Splendour throughout interior, we had to wear giant felt slippers over our shoes on marble floors (cheap polishers!) Heraldic entrance foyer with calligraphic genealogy painted on walls and inset miniature portraits. Enamel fireplace in one corner a larger version of one we'd seen in the English couple’s van two days ago. Gold Eagle patterned wallpaper in blue parlour. Hand-painted, beautiful narrow protruding bay windows with inset seats and tables- would catch light longest in afternoons. Armour displays (guide relented against "no photos" rule just this once) (and suddenly, miraculously, spoke English for first time!), uniforms, dresses, medals, silver and glassware and delicate hand painted china.
|Photo of tickets in lieu of photos!|
Tour over, had look at Catholic St Michael's chapel with its statue of St George slaying the fire-breathing monster. This popular theme was repeated in bas-relief in corded-off section up front, but this time it was Archangel Michael slaying dragon. Then looked at all the gilt in Protestant Christ's Chapel.
Walked up to top of Gate Tower to see photo exhibition of King’s children - toddler sooking against Mum, one scowling with arms folded, brother choking little sister by neck - good to see they were same as everyone else's children! Walked around periphery of castle walls with its various photopoints or views of Prussian Border, Zellorhorn and Stuttgart, and circuit of imposing statues all named Fredreich....
Nice stretching walk back down mountain trail and stairs to carpark. Lunched on prawn salad rolls, conferred over itinerary and off north through Stuttgart.
Off towards the Cistercian Maulbronn UNESCO monastery, founded 1147. The monastery is the best surviving example of water management based on reservoirs and channels, but we only had time for a self-guided tour before closing time, so didn’t see all: infirmary, cellar, lavatorium (!!), auditorium, refectories, cloister, hall, forge, inn, cooperage, mill, chapel...
|Part of indoor waterworks|
|Imagine the sound of chanting in this cavernous gallery|
Apparently Hermann Hesse attended before fleeing in 1891 after his suicide attempt, and their failed attempt to save him from his own “personal religious crisis”. Ducked into the gift shop and picked up Monastery labelled wine for this evening.

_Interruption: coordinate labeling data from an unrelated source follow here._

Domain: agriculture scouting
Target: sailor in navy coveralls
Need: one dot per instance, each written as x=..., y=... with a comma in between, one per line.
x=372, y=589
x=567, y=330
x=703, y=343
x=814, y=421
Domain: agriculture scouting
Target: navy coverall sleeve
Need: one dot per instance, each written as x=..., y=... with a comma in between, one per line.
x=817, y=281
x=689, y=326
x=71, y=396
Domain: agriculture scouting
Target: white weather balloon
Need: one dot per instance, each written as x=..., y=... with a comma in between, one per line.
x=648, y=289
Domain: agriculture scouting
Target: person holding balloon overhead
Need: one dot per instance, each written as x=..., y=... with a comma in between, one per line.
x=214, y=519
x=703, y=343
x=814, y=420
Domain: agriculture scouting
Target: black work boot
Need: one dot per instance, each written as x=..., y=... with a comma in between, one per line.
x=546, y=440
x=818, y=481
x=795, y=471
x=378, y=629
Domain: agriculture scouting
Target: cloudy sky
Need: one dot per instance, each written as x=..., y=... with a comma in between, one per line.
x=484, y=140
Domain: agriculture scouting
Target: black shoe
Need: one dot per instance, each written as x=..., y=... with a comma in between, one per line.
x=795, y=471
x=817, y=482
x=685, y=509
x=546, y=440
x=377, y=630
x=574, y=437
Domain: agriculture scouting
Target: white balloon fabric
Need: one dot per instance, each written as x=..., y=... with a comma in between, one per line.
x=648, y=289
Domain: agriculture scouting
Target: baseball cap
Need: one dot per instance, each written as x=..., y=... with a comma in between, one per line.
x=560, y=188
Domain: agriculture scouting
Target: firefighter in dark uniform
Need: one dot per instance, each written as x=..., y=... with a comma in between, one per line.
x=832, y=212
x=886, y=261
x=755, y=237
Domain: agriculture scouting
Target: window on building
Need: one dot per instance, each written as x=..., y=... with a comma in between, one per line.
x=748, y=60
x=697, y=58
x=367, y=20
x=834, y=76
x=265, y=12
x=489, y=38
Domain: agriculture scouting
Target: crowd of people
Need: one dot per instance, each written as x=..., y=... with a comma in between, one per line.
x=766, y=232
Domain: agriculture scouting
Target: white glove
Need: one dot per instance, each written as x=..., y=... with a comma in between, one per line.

Saw curious blue resin sheep, apparently a life-size art installation touring prominent sites promoting tolerance and solidarity ("all equal - all important"). Had an ale at nearby medieval bar, before wandering back through village to free camp.
Sat outside on a pleasant evening cooking dinner. Drank Monastery's (pretty good!) red wine, ceremoniously gave Boomers their thousand year old ice from icebergs in Iceland.